Lack of Bmal1 leads to changes in rhythmicity and impairs motivation towards natural stimuli
Paula Berbegal-Sáez,
Ines Gallego-Landin,
Javier Macía,
Laia Alegre-Zurano,
Adriana Castro-Zavala,
Patrick-Simon Welz,
Salvador A. Benitah,
Olga Valverde
Affiliations
Paula Berbegal-Sáez
Department of Medicine and Life Sciences (MELIS), Neurobiology of Behaviour Research Group (GReNeC-NeuroBio), Universitat Pompeu Fabra, Barcelona, Spain
Ines Gallego-Landin
Department of Medicine and Life Sciences (MELIS), Neurobiology of Behaviour Research Group (GReNeC-NeuroBio), Universitat Pompeu Fabra, Barcelona, Spain
Javier Macía
Department of Medicine and Life Sciences (MELIS), Synthetic Biology for Biomedical Applications, Universitat Pompeu Fabra, Barcelona, Spain
Laia Alegre-Zurano
Department of Medicine and Life Sciences (MELIS), Neurobiology of Behaviour Research Group (GReNeC-NeuroBio), Universitat Pompeu Fabra, Barcelona, Spain
Adriana Castro-Zavala
Department of Medicine and Life Sciences (MELIS), Neurobiology of Behaviour Research Group (GReNeC-NeuroBio), Universitat Pompeu Fabra, Barcelona, Spain
Patrick-Simon Welz
Program in Cancer Research, Hospital del Mar Research Institute (IMIM), Barcelona, Spain
Salvador A. Benitah
Institute for Research in Biomedicine (IRB Barcelona), Barcelona Institute of Science and Technology, Barcelon 08028, Spain
Olga Valverde
Department of Medicine and Life Sciences (MELIS), Neurobiology of Behaviour Research Group (GReNeC-NeuroBio), Universitat Pompeu Fabra, Barcelona, Spain
Maintaining proper circadian rhythms is essential for coordinating biological functions in mammals.
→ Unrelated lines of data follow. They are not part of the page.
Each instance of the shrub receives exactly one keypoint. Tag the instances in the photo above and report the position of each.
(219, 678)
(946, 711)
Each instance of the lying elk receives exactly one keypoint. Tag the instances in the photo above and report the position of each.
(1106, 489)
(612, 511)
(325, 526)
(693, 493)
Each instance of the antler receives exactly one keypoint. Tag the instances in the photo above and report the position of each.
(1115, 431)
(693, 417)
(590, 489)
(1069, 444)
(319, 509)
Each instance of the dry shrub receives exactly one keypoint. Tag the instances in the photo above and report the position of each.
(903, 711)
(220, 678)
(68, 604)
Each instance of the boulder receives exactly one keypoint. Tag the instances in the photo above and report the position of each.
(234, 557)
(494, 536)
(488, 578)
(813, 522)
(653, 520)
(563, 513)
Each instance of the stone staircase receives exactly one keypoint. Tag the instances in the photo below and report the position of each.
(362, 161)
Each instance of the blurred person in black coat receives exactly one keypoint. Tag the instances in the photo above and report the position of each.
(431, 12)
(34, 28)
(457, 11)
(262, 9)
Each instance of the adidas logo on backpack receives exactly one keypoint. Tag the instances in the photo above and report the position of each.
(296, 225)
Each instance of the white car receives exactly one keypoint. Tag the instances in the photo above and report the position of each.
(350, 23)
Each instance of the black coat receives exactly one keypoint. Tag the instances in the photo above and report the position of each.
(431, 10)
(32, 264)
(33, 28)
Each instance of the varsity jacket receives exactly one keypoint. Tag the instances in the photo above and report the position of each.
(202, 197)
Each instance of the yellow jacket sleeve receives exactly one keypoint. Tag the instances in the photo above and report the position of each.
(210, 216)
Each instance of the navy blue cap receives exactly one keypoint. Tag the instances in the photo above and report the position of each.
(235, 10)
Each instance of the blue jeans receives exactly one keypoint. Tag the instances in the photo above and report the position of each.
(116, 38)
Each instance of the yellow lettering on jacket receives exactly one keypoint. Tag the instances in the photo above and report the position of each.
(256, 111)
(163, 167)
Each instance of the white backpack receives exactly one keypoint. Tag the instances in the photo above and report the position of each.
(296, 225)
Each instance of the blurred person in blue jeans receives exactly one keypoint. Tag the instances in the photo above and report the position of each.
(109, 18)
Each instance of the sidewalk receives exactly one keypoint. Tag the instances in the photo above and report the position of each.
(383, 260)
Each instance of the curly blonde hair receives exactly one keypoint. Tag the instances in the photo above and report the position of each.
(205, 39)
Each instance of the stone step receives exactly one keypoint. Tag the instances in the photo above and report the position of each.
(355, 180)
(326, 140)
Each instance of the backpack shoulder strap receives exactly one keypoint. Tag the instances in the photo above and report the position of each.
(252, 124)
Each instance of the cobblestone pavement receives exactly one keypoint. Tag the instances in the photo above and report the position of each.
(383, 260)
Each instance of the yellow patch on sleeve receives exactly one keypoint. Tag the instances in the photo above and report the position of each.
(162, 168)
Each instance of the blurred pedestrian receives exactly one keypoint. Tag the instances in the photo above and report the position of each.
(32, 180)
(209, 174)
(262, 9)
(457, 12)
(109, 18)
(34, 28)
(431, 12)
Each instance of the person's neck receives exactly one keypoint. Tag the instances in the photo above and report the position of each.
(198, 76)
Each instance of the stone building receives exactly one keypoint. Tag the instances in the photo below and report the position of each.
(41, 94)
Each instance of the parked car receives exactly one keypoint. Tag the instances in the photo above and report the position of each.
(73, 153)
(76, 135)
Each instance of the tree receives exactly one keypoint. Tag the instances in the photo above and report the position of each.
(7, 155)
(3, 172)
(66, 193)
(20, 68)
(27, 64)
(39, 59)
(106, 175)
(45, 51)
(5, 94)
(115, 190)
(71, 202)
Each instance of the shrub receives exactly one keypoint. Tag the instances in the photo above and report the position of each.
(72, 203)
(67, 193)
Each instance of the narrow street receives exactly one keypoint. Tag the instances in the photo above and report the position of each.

This study investigates the effects of daily arrhythmicity using Bmal1-knockout (KO) mice as a model, aiming to understand behavioural and motivational implications. By employing a new mathematical analysis based on entropy divergence, we identified disrupted intricate activity patterns in mice derived by the complete absence of BMAL1 and quantified the difference regarding the activity oscillation’s complexity. Changes in locomotor activity coincided with disturbances in circadian gene expression patterns. Additionally, we found a dysregulated gene expression profile particularly in brain nuclei like the ventral striatum, impacting genes related to reward and motivation. Further investigation revealed that arrhythmic mice exhibited heightened motivation for food and water rewards, indicating a link between circadian disruptions and the reward system. This research sheds light on how circadian clock alterations impact the gene expression regulating the reward system and how this, in turn, can lead to altered seeking behaviour and motivation for natural rewards. In summary, the present study contributes to our understanding of how reward processing is under the regulation of circadian clock machinery.